Anche nel mondo cattolico è sempre stata vista come simbolo della tentazione satanica e si narra che alla fine del XVI secolo un gruppo di vescovi incontrò Papa Clemente VIII per far interdire il caffè come bevanda nera come il peccato e quindi di certa provenienza infernale, ma il Papa chiese di assaggiarla e la apprezzò talmente tanto da promuoverla come dissetante ufficiale del Cristianesimo.

Inizialmente furono le donne le acerrime nemiche del caffè, perché vedevano gli uomini passare notti intere nelle botteghe per consumarla, e nel 1674 in Inghilterra fu pubblicata una petizione secondo cui era la causa dell’impotenza maschile. Nel Seicento fu indicata come causa dell’omosessualità a causa del continuo frequentarsi fra uomini per berla assieme, ma successivamente le donne iniziarono ad apprezzarla perché favoriva l’incontro e il dialogo amicale, fino a quando in Turchia fu approvata una legge secondo cui la separazione coniugale poteva avvenire se il marito rifiutava alla moglie la possibilità di bere caffè.

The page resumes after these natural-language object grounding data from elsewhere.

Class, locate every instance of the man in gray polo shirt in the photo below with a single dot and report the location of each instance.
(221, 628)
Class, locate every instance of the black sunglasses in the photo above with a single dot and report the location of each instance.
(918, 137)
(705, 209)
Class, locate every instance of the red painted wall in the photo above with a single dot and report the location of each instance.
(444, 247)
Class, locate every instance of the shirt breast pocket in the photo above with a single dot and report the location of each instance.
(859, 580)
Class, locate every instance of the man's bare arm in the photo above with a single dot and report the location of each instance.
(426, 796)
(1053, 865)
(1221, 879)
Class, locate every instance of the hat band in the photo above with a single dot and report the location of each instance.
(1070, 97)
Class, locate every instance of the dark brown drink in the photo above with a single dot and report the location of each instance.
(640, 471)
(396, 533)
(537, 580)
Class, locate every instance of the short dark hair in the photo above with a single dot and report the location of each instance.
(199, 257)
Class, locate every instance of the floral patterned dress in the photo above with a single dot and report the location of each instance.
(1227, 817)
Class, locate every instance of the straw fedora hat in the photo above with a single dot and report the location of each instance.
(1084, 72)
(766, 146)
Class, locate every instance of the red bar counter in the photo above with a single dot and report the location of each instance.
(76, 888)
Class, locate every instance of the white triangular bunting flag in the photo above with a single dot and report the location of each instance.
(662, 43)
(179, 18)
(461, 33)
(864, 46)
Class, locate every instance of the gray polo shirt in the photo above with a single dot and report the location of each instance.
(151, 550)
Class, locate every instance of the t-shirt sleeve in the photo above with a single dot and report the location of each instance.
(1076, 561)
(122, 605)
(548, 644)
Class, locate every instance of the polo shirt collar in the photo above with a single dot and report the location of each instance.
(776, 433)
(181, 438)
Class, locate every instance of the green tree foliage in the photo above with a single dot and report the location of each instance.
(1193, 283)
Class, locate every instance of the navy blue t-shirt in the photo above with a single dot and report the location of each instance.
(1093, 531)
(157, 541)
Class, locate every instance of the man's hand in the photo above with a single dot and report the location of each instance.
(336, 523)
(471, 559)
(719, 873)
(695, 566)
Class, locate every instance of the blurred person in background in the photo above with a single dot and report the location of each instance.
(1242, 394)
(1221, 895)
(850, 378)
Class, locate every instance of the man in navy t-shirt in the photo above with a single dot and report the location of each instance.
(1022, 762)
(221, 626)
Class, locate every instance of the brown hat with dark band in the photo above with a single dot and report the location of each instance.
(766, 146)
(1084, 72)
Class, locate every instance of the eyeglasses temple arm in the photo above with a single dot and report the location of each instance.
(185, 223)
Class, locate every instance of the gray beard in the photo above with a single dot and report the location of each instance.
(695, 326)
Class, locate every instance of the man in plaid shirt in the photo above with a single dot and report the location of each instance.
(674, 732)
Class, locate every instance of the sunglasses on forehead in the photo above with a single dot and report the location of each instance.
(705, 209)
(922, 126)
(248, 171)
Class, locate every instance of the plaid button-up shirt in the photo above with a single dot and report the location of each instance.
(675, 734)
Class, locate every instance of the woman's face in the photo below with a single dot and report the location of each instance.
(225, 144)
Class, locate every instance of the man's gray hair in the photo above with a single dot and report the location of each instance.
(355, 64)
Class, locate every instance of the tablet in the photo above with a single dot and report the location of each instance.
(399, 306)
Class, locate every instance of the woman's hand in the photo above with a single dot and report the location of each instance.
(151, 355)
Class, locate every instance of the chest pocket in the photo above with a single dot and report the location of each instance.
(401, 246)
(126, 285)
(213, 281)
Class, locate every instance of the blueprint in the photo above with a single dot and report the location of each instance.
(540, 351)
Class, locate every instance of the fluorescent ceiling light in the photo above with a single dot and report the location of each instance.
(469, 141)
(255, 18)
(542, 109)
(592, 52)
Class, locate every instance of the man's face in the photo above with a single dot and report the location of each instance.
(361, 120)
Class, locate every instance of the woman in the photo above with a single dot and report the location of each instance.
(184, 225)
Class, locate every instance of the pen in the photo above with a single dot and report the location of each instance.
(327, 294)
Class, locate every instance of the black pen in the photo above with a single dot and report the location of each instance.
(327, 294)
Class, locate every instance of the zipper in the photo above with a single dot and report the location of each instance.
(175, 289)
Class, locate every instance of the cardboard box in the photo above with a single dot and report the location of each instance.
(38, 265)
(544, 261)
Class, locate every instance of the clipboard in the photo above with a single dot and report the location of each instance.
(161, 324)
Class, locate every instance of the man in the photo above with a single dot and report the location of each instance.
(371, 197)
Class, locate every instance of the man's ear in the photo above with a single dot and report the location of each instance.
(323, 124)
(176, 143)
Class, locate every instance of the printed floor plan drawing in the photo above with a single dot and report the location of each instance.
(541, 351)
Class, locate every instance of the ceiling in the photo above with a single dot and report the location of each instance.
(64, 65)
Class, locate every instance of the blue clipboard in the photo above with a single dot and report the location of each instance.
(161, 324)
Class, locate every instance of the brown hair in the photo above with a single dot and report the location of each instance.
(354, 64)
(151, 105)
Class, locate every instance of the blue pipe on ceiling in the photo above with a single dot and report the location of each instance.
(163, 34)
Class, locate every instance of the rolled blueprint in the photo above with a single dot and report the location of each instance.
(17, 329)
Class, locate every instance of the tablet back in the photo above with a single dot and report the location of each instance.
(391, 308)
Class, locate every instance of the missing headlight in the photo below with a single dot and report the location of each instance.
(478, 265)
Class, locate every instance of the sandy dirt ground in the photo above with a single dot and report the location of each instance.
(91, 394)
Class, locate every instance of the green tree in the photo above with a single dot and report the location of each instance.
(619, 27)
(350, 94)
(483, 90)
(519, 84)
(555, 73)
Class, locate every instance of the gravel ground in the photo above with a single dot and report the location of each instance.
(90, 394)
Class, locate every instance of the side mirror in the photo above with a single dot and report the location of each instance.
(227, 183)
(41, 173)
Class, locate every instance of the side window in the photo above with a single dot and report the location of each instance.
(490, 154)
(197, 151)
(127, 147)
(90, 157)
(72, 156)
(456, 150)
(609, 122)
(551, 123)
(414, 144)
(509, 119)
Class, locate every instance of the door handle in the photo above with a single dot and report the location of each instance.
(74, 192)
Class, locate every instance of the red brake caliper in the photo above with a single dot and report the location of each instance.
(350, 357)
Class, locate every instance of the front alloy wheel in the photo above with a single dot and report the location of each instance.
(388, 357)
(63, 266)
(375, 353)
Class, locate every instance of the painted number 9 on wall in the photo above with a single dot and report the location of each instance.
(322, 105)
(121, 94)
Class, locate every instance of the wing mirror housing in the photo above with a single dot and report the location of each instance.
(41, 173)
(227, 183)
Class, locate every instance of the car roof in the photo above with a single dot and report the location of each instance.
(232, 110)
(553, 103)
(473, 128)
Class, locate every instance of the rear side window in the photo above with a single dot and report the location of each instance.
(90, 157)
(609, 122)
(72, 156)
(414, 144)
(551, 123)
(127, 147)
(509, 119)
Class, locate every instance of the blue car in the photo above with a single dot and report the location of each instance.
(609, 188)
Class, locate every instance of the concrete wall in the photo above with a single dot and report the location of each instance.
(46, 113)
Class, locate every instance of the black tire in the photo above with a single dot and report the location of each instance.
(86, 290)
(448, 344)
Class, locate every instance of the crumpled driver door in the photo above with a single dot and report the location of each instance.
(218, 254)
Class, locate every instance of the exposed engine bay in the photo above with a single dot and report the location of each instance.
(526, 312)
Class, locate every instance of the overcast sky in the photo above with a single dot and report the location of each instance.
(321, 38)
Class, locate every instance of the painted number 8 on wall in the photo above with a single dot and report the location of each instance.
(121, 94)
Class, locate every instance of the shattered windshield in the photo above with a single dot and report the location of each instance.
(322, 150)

Oggi tutti ne consumano almeno due al giorno, sia per sottostare ai ritmi di vita e di lavoro spesso frenetici e stressanti, sia come rito di ritrovo per fare due chiacchiere e staccare per un breve arco di tempo dai propri impegni. Il gusto e l’aroma delle numerose tostature rende piacevole il rituale, un po’ come il the delle cinque per gli Inglesi, e senz’altro la lunga storia che il caffè ha alle spalle ne dimostra il valore economico e commerciale come preziosa risorsa di ormai tutti i Paesi del mondo.